(1)麻布署管内で女性が死んでいる
東京。六本木。
警視庁麻布警察署、刑事課強行犯捜査二係の刑事、庄子敬之は署内にある通称「リモコン」で、パイプ椅子に座って両足を投げ出していた。「リモコン」とは簡単にいえば通信指令室だ。麻布署が管轄する六本木、西麻布──その区域で問題が発生するとここに無線が入る。二〇二四年六月六日、午前二時。宿直の庄子は目を閉じ、呟いた。
「暑い」
おなじくリモコン部屋にいる若手刑事が、庄子を見て笑う。
「庄子警部補、足、揺れてますよ」
「うるせえ」
投げ出した足が貧乏ゆすりしている原因は煙草だ。麻布署も署内禁煙になって久しい。
「煙草は吸えない、おまけにこの暑さ。夜中に三十三℃だぞ、信じられるか? この歳で宿直する身になってみろ。きついぞ。昭和の六月はもう少し……」
五十歳になった庄子が愚痴る。
「とか言いながら、警部補が見た目と違って真面目なのは知っていますよ。こうやって宿直の時は、いつもリモコンか課にきちんと詰めているんですから」
見た目と違ってとは心外な、と思いながら、身長が百八十センチを超えている庄子は視線だけを送った。

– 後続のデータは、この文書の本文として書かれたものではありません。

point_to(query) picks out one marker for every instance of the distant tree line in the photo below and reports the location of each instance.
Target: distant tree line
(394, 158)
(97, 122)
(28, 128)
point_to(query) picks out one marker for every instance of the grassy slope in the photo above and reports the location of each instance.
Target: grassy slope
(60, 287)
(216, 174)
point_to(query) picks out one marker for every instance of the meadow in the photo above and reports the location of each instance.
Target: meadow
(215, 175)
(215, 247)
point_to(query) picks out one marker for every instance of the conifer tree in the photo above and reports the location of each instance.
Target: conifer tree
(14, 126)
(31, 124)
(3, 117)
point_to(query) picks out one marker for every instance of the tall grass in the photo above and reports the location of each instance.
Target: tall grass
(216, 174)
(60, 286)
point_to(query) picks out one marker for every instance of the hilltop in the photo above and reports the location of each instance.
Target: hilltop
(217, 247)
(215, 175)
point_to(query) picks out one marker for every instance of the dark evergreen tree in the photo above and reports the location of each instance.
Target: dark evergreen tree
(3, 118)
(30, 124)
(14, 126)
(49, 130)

「……うるせえ。駄目だ、外に煙草吸いに行ってくる。なにかあったら」
その時だった。無線のがー、がーという機械音が部屋に響いた。
〈六本木六丁目××の路上で、若い女性が腹部を刺された状態で倒れているとの通報あり……〉。
庄子の顔が変化した。
「……無線聞いてろ」
「はい」
急いで庄子は強行犯捜査二係へと戻る。課にいる五人の刑事がそれぞれ作業を止め、流れる無線に集中していた。それは先ほどのリモコンと違い、警視庁通信指令本部から直接指示される「基幹系」と呼ばれる無線だった。基幹系の無線が詳細を語る。

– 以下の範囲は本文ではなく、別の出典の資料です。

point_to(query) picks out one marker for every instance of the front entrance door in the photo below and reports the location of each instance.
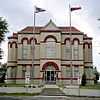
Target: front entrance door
(50, 76)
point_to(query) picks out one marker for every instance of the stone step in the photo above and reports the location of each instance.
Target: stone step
(50, 86)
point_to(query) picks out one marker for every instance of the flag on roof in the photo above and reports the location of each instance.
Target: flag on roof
(75, 8)
(37, 9)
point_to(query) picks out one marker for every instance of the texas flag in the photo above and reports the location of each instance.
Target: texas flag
(75, 8)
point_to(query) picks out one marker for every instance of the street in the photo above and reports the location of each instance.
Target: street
(46, 98)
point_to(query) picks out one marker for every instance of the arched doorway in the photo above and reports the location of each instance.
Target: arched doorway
(50, 72)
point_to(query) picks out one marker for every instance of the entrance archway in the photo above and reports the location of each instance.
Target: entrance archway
(50, 72)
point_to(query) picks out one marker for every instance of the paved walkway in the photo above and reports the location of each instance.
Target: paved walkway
(45, 98)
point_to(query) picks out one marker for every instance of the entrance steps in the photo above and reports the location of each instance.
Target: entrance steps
(50, 86)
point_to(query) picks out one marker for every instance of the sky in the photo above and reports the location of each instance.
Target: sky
(19, 14)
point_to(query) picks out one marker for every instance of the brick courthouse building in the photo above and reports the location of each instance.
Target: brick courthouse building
(51, 63)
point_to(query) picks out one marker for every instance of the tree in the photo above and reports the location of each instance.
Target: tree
(3, 31)
(83, 82)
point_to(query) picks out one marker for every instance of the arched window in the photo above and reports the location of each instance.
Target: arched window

〈麻布署管内で「人が死んでいる」との一一〇番通報あり。場所、六本木六丁目××。なお、通報者によれば〉。
無線に集中していた庄子を除く捜査二係の刑事たちが、次の言葉を聞いて同時に視線を合わせた。
〈──通報者によれば、道で死亡している女性は矢島紗矢さんではないかとの証言があり……繰り返す。道で死亡しているのは〉。
刑事たちが一斉に庄子を見る。庄子ですら、その名に覚えがあった。
「……矢島紗矢って」
「有名な女子アナです。入社二年目で朝のニュース番組の司会をやっている……いまいちばん人気がある子ですよ」
「局はどこだ」
「東都テレビです」
「……まずいな」
東都テレビといえば民放のキー局だ。無線の情報が事実なら、おおきな騒ぎになるのは確実だ。庄子は唇を噛み、舌を打った。廊下には鑑識係と機動捜査隊の警察官たちが、おなじ無線を聞き、歩を早めている。
「一緒に来い」
三十代の刑事が庄子の横に駆け寄る。庄子は二係に残らせる刑事のひとりに言った。
「……林檎を叩き起こせ。いますぐ現場に来いと」
「わかりました」
庄子は非番の、強行犯捜査二係の女性刑事、一之瀬林檎を呼ぶように指示した。